- Born: Miriam Elizabeth Rodríguez Martínez 5 February 1960 San Fernando, Tamaulipas, Mexico
- Died: 10 May 2017 (aged 57) San Fernando, Tamaulipas, Mexico
- Occupation: Human rights activist
- Years active: 2014–2017

= Miriam Rodríguez Martínez =

Mexican human rights activist (1960–2017)

Miriam Elizabeth Rodríguez Martínez (5 February 1960 – 10 May 2017) was a Mexican human rights activist. She became one of the many "Missing Child Parents" (a class of victims of organized crime, labeled as such by local news media), after her daughter was abducted and killed. On 10 May 2017, Rodríguez was shot dead by gunmen who had broken into her home.

==Biography==

===Early life===
Miriam Elizabeth Rodríguez Martínez was born on 5 February 1960 in San Fernando in the Mexican state of Tamaulipas.
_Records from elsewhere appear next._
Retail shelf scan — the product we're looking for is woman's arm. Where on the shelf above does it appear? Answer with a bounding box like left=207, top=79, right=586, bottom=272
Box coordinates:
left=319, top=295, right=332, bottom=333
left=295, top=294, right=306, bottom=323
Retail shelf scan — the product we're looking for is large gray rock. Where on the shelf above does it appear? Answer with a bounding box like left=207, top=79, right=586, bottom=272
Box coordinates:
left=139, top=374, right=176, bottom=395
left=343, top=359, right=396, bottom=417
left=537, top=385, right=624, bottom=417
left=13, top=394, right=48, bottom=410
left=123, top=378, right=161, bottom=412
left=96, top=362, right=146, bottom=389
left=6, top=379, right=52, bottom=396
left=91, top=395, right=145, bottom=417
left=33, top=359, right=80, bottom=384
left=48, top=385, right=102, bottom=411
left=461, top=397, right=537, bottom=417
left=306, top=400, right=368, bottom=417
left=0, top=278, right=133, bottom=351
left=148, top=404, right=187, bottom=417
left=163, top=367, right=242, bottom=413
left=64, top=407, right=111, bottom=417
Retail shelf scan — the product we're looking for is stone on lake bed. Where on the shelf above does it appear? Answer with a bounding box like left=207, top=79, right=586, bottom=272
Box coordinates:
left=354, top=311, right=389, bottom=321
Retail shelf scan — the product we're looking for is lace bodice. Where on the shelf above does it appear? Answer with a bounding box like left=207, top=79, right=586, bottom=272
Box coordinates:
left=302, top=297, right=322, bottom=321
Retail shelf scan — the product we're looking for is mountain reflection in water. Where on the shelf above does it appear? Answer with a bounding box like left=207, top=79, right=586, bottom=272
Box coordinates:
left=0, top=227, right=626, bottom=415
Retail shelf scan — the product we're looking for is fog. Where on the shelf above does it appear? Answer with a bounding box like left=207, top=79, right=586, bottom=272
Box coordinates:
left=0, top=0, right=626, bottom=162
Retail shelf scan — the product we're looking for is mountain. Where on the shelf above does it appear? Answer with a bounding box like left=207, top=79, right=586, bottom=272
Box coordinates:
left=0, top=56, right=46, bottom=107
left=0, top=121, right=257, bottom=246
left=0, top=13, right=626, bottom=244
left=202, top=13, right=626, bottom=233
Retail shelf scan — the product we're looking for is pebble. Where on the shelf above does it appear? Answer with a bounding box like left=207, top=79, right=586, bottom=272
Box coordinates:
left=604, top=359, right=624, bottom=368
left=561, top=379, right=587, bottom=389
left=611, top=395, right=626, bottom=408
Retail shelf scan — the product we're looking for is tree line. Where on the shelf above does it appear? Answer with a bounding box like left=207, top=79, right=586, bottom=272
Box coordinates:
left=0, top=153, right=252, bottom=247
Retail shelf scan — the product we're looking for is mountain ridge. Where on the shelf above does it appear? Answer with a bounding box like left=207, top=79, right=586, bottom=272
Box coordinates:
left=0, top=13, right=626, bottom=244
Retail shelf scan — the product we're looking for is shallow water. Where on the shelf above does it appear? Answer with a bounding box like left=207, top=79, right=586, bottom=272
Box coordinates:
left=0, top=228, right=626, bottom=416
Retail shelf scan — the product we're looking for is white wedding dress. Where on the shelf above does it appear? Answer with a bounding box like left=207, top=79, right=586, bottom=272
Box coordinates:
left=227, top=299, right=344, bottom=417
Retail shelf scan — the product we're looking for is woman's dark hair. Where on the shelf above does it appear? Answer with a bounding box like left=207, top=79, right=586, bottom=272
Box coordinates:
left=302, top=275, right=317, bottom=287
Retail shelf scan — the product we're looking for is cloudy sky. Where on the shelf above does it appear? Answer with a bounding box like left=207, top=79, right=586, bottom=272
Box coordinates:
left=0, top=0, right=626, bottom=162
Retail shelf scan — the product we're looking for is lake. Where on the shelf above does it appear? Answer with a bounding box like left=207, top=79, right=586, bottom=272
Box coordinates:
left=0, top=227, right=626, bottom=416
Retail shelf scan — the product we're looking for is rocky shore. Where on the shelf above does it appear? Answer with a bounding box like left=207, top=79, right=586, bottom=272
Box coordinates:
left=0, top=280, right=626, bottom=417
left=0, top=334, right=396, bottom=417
===Kidnapping of Karen Rodríguez===
Miriam's daughter, Karen Alejandra Salinas Rodríguez, was kidnapped in 2012. The family paid a ransom using a loan from a bank that offered credit for such payments, but she was not released. Miriam Rodríguez later met with members of the Zetas cartel in an effort to locate her. Her daughter's remains were discovered in 2014.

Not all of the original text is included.